Segundo a Universidade de Georgetown, os atores e escritores têm alguma margem de manobra, pois os sindicatos que os representam podem participar em negociações coletivas e têm fundos de greve que podem ser utilizados para apoiar os seus associados.
Os estúdios podem manter o braço de ferro ainda por mais tempo, devido à influência que possuem na indústria do entretenimento e ao seu poder financeiro. Controlam a produção, a distribuição e a propriedade intelectual, são eles a decidir os filmes e programas que são produzidos, bem como os que são transmitidos.
O que é que os argumentistas ganham com este acordo?
- Aumento na remuneração;
- Proteção no uso de inteligência artificial (IA);
- Aumentos das indemnizações para os conteúdos transmitidos em streaming;
- Concessões dos estúdios em matéria de pessoal mínimo para os programas de televisão;
- Garantias de que a tecnologia de inteligência artificial não irá interferir nos créditos e nas indemnizações dos argumentistas;
- Garantia de que os estúdios não vão usar Inteligência Artificial (IA) para substituir profissionais e recebimento de verbas no modelo de transmissão através de plataformas como a Netflix.
Depois de uma maratona de cinco dias em que, segundo o “New York Times”, vários líderes seniores dos estúdios se juntaram às negociações, o acordo ainda tem de ser aprovado pela liderança e pelos membros do WGA antes de a greve terminar oficialmente. Será válido durante os próximos três anos.
Como será o futuro?
Assim que o acordo for aceite, os argumentistas vão voltar ao trabalho, regressando, por exemplo, os talk shows. No entanto, a indústria televisiva e cinematográfica de Hollywood vai continuar com alguns impedimentos, tendo em conta que a greve dos atores irá continuar e, até à data, ainda não foram retomadas negociações entre o sindicato dos atores e os estúdios.

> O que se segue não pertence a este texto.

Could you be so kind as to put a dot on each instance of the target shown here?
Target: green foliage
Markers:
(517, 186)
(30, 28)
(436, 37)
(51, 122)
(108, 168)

Para além desta greve contra o grupo que representa os estúdios, os membros do sindicato dos atores de Hollywood (SAG-AFTRA) votaram a favor de uma greve caso falhem as negociações com as empresas de videojogos, que começam dia 26. "É hora de as empresas de videojogos pararem de jogar e levarem a sério a possibilidade de chegar a um acordo", afirmou Fran Drescher (a presidente do SAG-AFTRA) em comunicado divulgado na segunda-feira.
Segundo Jorge Leitão Ramos, crítico e historiador de cinema que acompanha a indústria há décadas, as implicações económicas vão tornar-se mais evidentes no futuro, quando for notório o atraso nas produções.
As questões relacionadas com a IA também se transpõem para a greve dos atores: exemplo disso é forma como é possível criar réplicas digitais das suas imagens. O receio é que tal possa ser feito sem pagamento ou aprovação por parte dos mesmos.
A greve dos atores tem, no entanto, outras reivindicações. Entre outras coisas, os atores querem 2% das receitas totais geradas no streaming. Jorge Leitão Ramos admite que é necessário que estes 2% sejam atribuídos e que os lesados incluam, além dos atores, os próprios cinemas, visto que os filmes estão cada vez menos tempo em sala.
O crítico frisa que, depois de resolvida a questão com os argumentistas, os estúdios vão agora dar prioridade ao acordo com os atores, que poderá ser mais célere – os precedentes da discussão complexa com os argumentistas devem facilitar o processo.
E quanto a repercussões no resto do mundo? Leitão Ramos não prevê necessariamente uma vaga de greves, mas sim que determinadas questões contratuais e práticas se tornem padrão.